Buy your contour layer(s) next. We typically recommend starting with one 3" contour layer. Depending on your height and body weight, that could mean purchasing a 3" soft layer or a 3" medium layer. Only buy one contour layer at a time, stack it on top of your support layers, and try the bed with each new addition.
Have a pillow handy to perform this test. Turn onto your side, and have someone stand behind you so they can see the alignment of your spine. Your hips and your shoulders should be perpendicular to the bed. Your shoulder blades should be flush with your back. If any of these things are missing, chances are you are not getting the proper contour, which leads to pressure points. After laying on your side for five minutes, if you start to experience any discomfort at all, chances are you need to buy another contour layer.
Select a cover for your latex layers. What cover you use to encase your layers can have a significant effect on the overall feel the bed. If you are looking for more contour, we recommend enclosing your layers in a 4-way stretch cotton knit cover or something similar. This cover is usually thinner than a quilted cover, which lets your latex breathe better, and typically offers the greatest range of mobility. This does not mean the latex is going to migrate; it means that the sides of the bed are not pinned down by fabric which helps the latex shape around your body.
If you want a more traditional looking sleep surface and the benefits of wool, we recommend looking for a quality cotton quilted to wool cover.

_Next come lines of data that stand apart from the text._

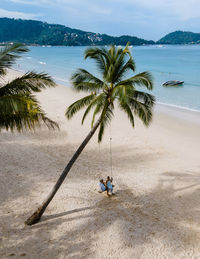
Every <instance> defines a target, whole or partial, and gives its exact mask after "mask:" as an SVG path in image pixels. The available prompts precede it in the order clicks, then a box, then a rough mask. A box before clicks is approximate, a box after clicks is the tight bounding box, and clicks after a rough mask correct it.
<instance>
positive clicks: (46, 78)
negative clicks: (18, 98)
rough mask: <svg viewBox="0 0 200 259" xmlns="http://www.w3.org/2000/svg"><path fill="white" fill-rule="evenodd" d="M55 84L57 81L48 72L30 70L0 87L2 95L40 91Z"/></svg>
mask: <svg viewBox="0 0 200 259" xmlns="http://www.w3.org/2000/svg"><path fill="white" fill-rule="evenodd" d="M54 86H55V82H54V81H53V79H52V78H51V77H50V76H49V75H47V74H46V73H35V72H28V73H26V74H24V75H23V76H21V77H17V78H16V79H14V80H12V81H11V82H9V83H7V84H6V85H4V86H3V87H0V96H3V95H11V94H27V93H31V92H40V91H41V90H42V89H44V88H46V87H54Z"/></svg>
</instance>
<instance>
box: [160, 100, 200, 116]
mask: <svg viewBox="0 0 200 259" xmlns="http://www.w3.org/2000/svg"><path fill="white" fill-rule="evenodd" d="M156 103H157V104H161V105H165V106H169V107H174V108H177V109H180V110H187V111H192V112H198V113H200V109H199V110H197V109H192V108H189V107H185V106H181V105H175V104H171V103H163V102H156Z"/></svg>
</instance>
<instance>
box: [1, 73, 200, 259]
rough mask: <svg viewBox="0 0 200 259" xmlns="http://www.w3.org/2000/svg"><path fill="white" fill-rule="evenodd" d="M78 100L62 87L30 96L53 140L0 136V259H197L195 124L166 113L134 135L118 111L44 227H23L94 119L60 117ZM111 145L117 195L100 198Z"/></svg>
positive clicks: (109, 163)
mask: <svg viewBox="0 0 200 259" xmlns="http://www.w3.org/2000/svg"><path fill="white" fill-rule="evenodd" d="M19 74H20V72H17V71H13V70H10V71H9V74H8V80H11V79H13V78H15V77H16V76H17V75H19ZM81 96H82V95H81V94H80V93H75V92H73V91H72V90H71V89H70V88H69V87H65V86H62V85H58V86H57V87H55V88H49V89H46V90H44V91H42V92H41V93H38V94H37V98H38V99H39V101H40V103H41V106H42V108H43V109H44V110H45V111H46V113H47V114H48V116H49V117H50V118H51V119H53V120H55V121H56V122H58V123H59V125H60V131H48V130H47V129H46V128H41V129H40V130H37V131H36V132H35V133H30V132H24V133H22V134H19V133H16V132H15V133H14V134H12V133H10V132H6V131H2V132H1V133H0V143H1V149H0V179H1V181H0V211H1V215H0V221H1V224H0V233H1V236H0V246H1V249H0V257H1V258H10V257H11V256H12V257H13V258H21V257H22V256H24V257H26V258H38V257H40V258H48V259H51V258H52V259H54V258H89V259H90V258H93V259H99V258H121V257H122V258H125V259H128V258H144V259H155V258H164V257H165V258H171V259H177V258H189V259H190V258H191V259H192V258H199V257H200V242H199V240H200V223H199V210H200V204H199V198H200V193H199V179H200V170H199V169H200V160H199V154H200V145H199V143H200V134H199V131H200V125H199V124H198V123H196V121H197V117H196V116H197V115H199V114H198V113H196V112H192V111H185V110H181V109H179V108H176V107H168V106H166V105H160V104H157V105H156V107H155V112H154V116H153V121H152V123H151V125H150V126H149V127H148V128H146V127H145V126H144V125H143V124H142V123H141V122H140V121H139V120H138V119H135V128H134V129H133V128H132V127H131V125H130V123H129V121H128V118H127V116H126V115H125V114H123V113H122V112H121V111H119V110H118V109H117V107H116V109H115V111H114V114H115V117H114V119H113V121H112V123H111V126H108V127H107V129H106V132H105V135H104V138H103V142H102V143H101V144H100V145H99V144H98V143H97V135H96V134H95V135H94V136H93V138H92V139H91V141H90V142H89V144H88V145H87V146H86V148H85V150H84V151H83V153H82V154H81V156H80V158H79V159H78V160H77V162H76V163H75V165H74V166H73V167H72V169H71V171H70V173H69V175H68V176H67V179H66V180H65V181H64V183H63V185H62V187H61V189H60V190H59V191H58V193H57V194H56V196H55V198H54V200H53V201H52V203H51V204H50V206H49V207H48V209H47V211H45V214H44V216H43V217H42V220H41V222H40V223H38V224H37V225H34V226H32V227H28V226H25V225H24V221H25V220H26V219H27V217H28V216H30V215H31V213H32V212H33V211H34V210H35V209H36V208H37V207H38V205H39V204H40V203H41V202H42V201H43V199H44V198H45V197H46V196H47V194H48V193H49V191H50V189H51V188H52V187H53V185H54V183H55V181H56V180H57V178H58V176H59V175H60V174H61V172H62V170H63V169H64V167H65V166H66V163H67V162H68V161H69V159H70V158H71V157H72V155H73V154H74V152H75V150H76V149H77V147H78V146H79V145H80V143H81V142H82V141H83V139H84V138H85V136H86V135H87V134H88V132H89V130H90V123H91V116H89V118H88V119H86V121H85V123H84V125H83V126H81V118H82V112H80V113H79V114H77V115H76V116H75V117H74V118H73V119H72V120H70V121H68V120H67V119H66V117H65V115H64V114H65V111H66V108H67V107H68V106H69V105H70V104H71V103H72V102H73V101H75V100H77V99H78V98H79V97H81ZM186 118H187V119H186ZM110 138H111V139H112V140H111V141H112V172H113V173H112V176H113V179H114V184H115V187H114V191H115V193H116V195H115V196H113V197H111V198H107V197H106V195H104V194H99V193H98V182H99V179H101V178H104V179H105V177H107V175H111V163H110Z"/></svg>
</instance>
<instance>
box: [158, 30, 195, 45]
mask: <svg viewBox="0 0 200 259" xmlns="http://www.w3.org/2000/svg"><path fill="white" fill-rule="evenodd" d="M157 43H158V44H199V43H200V33H193V32H187V31H175V32H172V33H169V34H167V35H166V36H165V37H163V38H162V39H160V40H159V41H157Z"/></svg>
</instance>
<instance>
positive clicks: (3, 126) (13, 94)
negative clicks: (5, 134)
mask: <svg viewBox="0 0 200 259" xmlns="http://www.w3.org/2000/svg"><path fill="white" fill-rule="evenodd" d="M27 51H28V48H27V47H25V46H23V45H22V44H20V43H16V44H12V45H9V46H4V47H2V48H1V49H0V131H1V130H2V129H5V130H10V131H12V132H13V131H14V130H17V131H18V132H22V131H23V130H35V128H36V127H40V126H41V125H42V124H45V125H46V126H47V127H48V128H49V129H55V128H58V124H57V123H56V122H54V121H52V120H51V119H49V118H48V117H47V116H46V114H45V112H44V111H43V110H42V108H41V107H40V104H39V102H38V100H37V99H36V96H35V95H34V94H33V93H36V92H40V91H41V90H42V89H44V88H46V87H53V86H55V83H54V81H53V79H52V78H51V77H50V76H49V75H47V74H45V73H35V72H27V73H25V74H24V75H22V76H18V77H16V78H15V79H13V80H11V81H7V80H5V76H6V74H7V71H8V69H9V68H11V66H12V65H13V64H14V63H15V62H16V60H17V59H18V58H20V57H21V54H22V53H25V52H27Z"/></svg>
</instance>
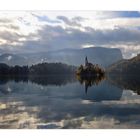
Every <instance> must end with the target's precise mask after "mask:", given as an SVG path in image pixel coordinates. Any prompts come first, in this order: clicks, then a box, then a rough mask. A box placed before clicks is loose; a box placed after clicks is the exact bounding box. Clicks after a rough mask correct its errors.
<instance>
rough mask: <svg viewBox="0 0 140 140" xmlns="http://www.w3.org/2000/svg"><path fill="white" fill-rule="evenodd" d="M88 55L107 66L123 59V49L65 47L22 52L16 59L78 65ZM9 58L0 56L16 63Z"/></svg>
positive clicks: (37, 62)
mask: <svg viewBox="0 0 140 140" xmlns="http://www.w3.org/2000/svg"><path fill="white" fill-rule="evenodd" d="M14 56H15V55H14ZM14 56H13V57H14ZM18 56H19V55H18ZM86 56H87V57H88V60H89V62H91V63H93V64H99V65H101V66H103V67H107V66H109V65H111V64H113V63H114V62H116V61H118V60H121V59H122V54H121V51H120V50H119V49H117V48H103V47H91V48H83V49H63V50H57V51H49V52H38V53H24V54H20V58H19V59H16V60H15V62H16V64H17V63H18V64H23V63H27V64H28V65H32V64H37V63H42V62H61V63H66V64H69V65H76V66H78V65H81V64H84V61H85V57H86ZM16 57H17V55H16ZM7 59H8V58H7V57H6V59H4V60H3V61H1V56H0V62H2V63H6V64H9V63H10V64H14V61H12V63H11V60H7ZM27 60H28V61H27ZM22 62H23V63H22Z"/></svg>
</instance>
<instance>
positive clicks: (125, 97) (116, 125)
mask: <svg viewBox="0 0 140 140" xmlns="http://www.w3.org/2000/svg"><path fill="white" fill-rule="evenodd" d="M139 79H140V78H139V77H138V76H127V77H121V76H111V77H110V76H107V77H104V78H100V79H98V78H95V79H86V80H83V79H80V78H76V77H75V76H70V75H61V76H56V75H52V76H46V77H43V76H37V77H30V78H26V77H22V78H7V77H3V78H0V128H21V129H23V128H37V129H55V128H140V96H139V94H140V80H139Z"/></svg>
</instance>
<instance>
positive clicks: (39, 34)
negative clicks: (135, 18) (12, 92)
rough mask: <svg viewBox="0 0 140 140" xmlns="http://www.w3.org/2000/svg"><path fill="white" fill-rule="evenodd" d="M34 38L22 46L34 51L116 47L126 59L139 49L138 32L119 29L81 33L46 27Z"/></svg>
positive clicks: (40, 30)
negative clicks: (27, 46)
mask: <svg viewBox="0 0 140 140" xmlns="http://www.w3.org/2000/svg"><path fill="white" fill-rule="evenodd" d="M34 36H35V35H34ZM36 36H38V40H35V41H32V40H28V41H26V42H24V44H23V45H24V46H28V48H30V49H31V50H32V49H34V51H39V50H40V51H48V50H59V49H64V48H81V47H82V46H84V45H93V46H105V47H117V48H120V49H121V50H122V51H123V53H124V56H126V57H130V52H133V53H137V52H138V50H139V49H140V48H139V43H140V31H139V30H135V29H127V28H121V27H120V28H115V29H113V30H111V29H105V30H99V29H98V30H95V29H93V28H90V27H88V28H85V31H81V30H79V29H74V28H63V27H61V26H55V27H54V26H49V25H46V26H44V27H43V28H42V29H40V30H38V32H37V34H36ZM136 46H137V47H136ZM136 48H137V49H136ZM129 51H130V52H129Z"/></svg>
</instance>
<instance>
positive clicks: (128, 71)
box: [107, 54, 140, 75]
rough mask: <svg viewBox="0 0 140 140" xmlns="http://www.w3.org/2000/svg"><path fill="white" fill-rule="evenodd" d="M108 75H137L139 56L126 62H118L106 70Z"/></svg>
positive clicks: (138, 74)
mask: <svg viewBox="0 0 140 140" xmlns="http://www.w3.org/2000/svg"><path fill="white" fill-rule="evenodd" d="M107 72H108V73H110V74H123V75H126V74H127V75H128V74H129V75H139V73H140V54H139V55H137V56H136V57H133V58H131V59H128V60H121V61H118V62H116V63H114V64H112V65H111V66H109V67H108V68H107Z"/></svg>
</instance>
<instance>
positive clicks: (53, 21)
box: [32, 13, 60, 24]
mask: <svg viewBox="0 0 140 140" xmlns="http://www.w3.org/2000/svg"><path fill="white" fill-rule="evenodd" d="M32 15H33V16H35V17H37V18H38V20H39V21H41V22H48V23H52V24H53V23H60V21H59V20H52V19H50V18H49V17H48V16H46V15H42V16H39V15H37V14H34V13H32Z"/></svg>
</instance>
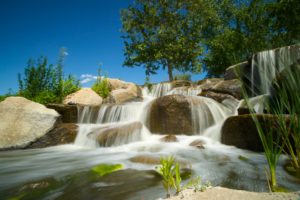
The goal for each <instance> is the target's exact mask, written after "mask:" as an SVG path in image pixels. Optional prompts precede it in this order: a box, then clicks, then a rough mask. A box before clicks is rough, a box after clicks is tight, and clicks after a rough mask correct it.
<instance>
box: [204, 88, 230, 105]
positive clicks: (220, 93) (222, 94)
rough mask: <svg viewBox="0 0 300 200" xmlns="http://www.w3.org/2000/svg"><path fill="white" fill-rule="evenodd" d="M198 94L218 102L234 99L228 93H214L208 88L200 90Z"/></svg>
mask: <svg viewBox="0 0 300 200" xmlns="http://www.w3.org/2000/svg"><path fill="white" fill-rule="evenodd" d="M198 96H203V97H208V98H211V99H214V100H215V101H217V102H219V103H222V102H223V101H224V100H225V99H234V97H233V96H231V95H229V94H224V93H216V92H213V91H208V90H205V91H202V92H201V93H200V94H198Z"/></svg>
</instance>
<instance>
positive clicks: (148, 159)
mask: <svg viewBox="0 0 300 200" xmlns="http://www.w3.org/2000/svg"><path fill="white" fill-rule="evenodd" d="M129 160H130V161H131V162H134V163H141V164H147V165H158V164H159V163H160V158H159V157H155V156H149V155H139V156H135V157H132V158H130V159H129Z"/></svg>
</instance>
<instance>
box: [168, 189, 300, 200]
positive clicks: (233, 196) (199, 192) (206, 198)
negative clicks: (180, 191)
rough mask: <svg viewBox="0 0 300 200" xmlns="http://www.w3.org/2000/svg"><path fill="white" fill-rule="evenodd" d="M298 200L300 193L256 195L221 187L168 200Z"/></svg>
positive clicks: (187, 189)
mask: <svg viewBox="0 0 300 200" xmlns="http://www.w3.org/2000/svg"><path fill="white" fill-rule="evenodd" d="M240 199H243V200H283V199H284V200H300V193H299V192H297V193H262V192H261V193H258V192H248V191H244V190H233V189H228V188H222V187H212V188H208V189H207V190H206V191H204V192H194V191H193V190H192V189H187V190H185V191H183V192H182V194H180V195H178V196H173V197H171V198H170V199H168V200H240Z"/></svg>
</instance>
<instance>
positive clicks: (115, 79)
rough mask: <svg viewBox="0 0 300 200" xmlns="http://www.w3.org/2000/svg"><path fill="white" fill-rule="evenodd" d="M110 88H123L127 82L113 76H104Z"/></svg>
mask: <svg viewBox="0 0 300 200" xmlns="http://www.w3.org/2000/svg"><path fill="white" fill-rule="evenodd" d="M106 80H107V82H108V85H109V88H110V90H111V91H112V90H117V89H125V88H127V83H126V82H124V81H122V80H120V79H115V78H106Z"/></svg>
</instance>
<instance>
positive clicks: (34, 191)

In addition to acting as a natural fire resistant barrier, wool is naturally hypoallergenic, temperature regulating and helps wick away moisture. The wool will add an extra inch or so of padding to the mattress, and if you are layers are split for individual customization, it will help mask the seam in the middle of the bed.
Make sure you have a flat foundation for your bed. While you can always setup your latex mattress on the floor, anyone seeking a foundation should know that while slatted bases accommodate all kinds of beds, and they are uniquely suited to bearing latex mattresses. The slats should not be spaced more than 3" apart. We do not recommend purchasing a Euro slat or a standalone wire foundation for your latex mattress, either.
If you have a functioning box spring, we recommend taking a trip to your local home improvement store and purchasing a 1 - 3-inch slab of plywood to lay between the box spring and the mattress. The additional plywood platform will ensure that the box spring coils do not poke, or shred the bottom of your mattress. The extra platform will also ensure that your latex is laying on an even surface, which is crucial for the overall longevity of the mattress.
How to check and make sure I've built the right bed for me? Have a pillow handy to perform these tests. Lay down on the layer(s). Start on your back, and try to slip your hand behind the lower curves in your back, and the bed. If you can slide your hand between yourself and the bed, it means that your hips are not dropping into the bed far enough, and, as a result, you are not getting the proper back support. If you are not getting enough back support, it could mean buying another mild contour layer (like a medium) or purchasing another support layers.
Turn onto your side, and have someone stand behind you so they can see the alignment of your spine. Your hips and your shoulders should be perpendicular to the bed. Your shoulder blades should be flush with your back. If any of these things are missing, chances are you are not getting the proper contour, which leads to pressure points. After laying on your side for five minutes, if you start to experience any discomfort at all, chances are you need to buy another contour layer.